A post to a thread called
[g200-dev]G400
specs released gives John Carmack's take on what the newly-released specs mean for
Quake III Arena appearance and performance on Matrox G200 and G400 accelerators under
Linux, talking about the G400's standout performance on hi-resolution testing:
Very little has changed, so it should be easy to have the driver support both
G200 and G400 from the same binary. I want to set a good example for the windows vendors
and not proliferate lots of different driver versions...
Speaking of which, I do worry about all the configuration hassles with the current driver.

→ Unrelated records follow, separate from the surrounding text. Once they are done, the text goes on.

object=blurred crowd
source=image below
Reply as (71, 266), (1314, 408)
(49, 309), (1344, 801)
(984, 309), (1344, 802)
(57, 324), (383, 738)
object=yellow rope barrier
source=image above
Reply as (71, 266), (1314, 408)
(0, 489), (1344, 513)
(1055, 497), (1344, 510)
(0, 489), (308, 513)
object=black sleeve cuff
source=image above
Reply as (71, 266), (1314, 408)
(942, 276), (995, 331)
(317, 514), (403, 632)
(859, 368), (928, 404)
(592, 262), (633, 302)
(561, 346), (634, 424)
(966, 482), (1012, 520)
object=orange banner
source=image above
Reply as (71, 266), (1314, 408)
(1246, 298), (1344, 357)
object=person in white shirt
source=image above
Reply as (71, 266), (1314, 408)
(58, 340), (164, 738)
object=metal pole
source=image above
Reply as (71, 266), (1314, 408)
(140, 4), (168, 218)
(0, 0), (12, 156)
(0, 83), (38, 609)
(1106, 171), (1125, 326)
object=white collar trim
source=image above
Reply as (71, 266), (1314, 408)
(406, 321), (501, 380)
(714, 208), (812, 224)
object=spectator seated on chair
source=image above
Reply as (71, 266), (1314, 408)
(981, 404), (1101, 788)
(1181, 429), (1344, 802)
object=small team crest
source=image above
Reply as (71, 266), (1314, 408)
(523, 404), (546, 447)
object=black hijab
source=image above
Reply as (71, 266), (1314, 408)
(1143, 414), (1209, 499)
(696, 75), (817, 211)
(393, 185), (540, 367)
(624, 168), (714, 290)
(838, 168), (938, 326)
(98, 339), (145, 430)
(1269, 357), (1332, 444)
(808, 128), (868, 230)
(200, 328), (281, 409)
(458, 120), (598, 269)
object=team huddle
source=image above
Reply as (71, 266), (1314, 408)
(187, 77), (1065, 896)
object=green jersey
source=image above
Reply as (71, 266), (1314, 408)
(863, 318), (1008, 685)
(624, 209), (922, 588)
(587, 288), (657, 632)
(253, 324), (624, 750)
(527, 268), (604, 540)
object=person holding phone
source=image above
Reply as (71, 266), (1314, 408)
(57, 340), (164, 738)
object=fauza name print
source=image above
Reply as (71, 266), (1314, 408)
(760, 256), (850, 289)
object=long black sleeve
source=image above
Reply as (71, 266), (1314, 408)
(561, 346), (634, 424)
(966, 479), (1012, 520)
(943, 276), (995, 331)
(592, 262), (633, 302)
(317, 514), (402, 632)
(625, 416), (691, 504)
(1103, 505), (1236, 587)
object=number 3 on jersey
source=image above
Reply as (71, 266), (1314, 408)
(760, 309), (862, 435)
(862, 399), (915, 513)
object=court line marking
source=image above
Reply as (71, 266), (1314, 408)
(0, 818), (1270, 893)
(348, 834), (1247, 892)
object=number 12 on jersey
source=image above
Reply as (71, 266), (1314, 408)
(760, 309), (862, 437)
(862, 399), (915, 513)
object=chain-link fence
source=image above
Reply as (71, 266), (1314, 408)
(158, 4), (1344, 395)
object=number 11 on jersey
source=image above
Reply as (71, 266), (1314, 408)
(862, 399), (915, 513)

I would really like to see an option-free makefile. Even the MTRR issue could be dealt
with by just locally copying the necessary kernel header so any system could compile it
and let it fail at runtime.
What the g400 will give us:
stencil buffer support. This should be straightforward to add and get working.
multitexture support. If glx is extended for it (is there an official ARB spec for
multitexture over glx?) we can use it immediately. We could also do the "fake
multitexture" hack for the g200 as an option.
Anisotropic texture filtering. We need a new OpenGL enum for this, and I think it would be
worthwhile.
More texture filtering levels. Not a big deal until gigantic textures in huge open areas
are used more commonly.
"Bump mapping". This, along with some of the other texture combiner modes, would
need an extension to expose. I would not call it a high priority. Its not as usefull as it
sounds.
Depth buffer in AGP option. AGP 4x transfers. Doesn't help until we get good agp support
in the kernel.
It WON'T give us noticably better Q2/Q3 timedemo scores unless multitexture is supported,
because at reasonable resolutions we are currently not saturating the G200. You will be
able to run at your desktop resolution with all rasterization features turned on, though.
The G400 ran away from the field in our last high-res benchmarking.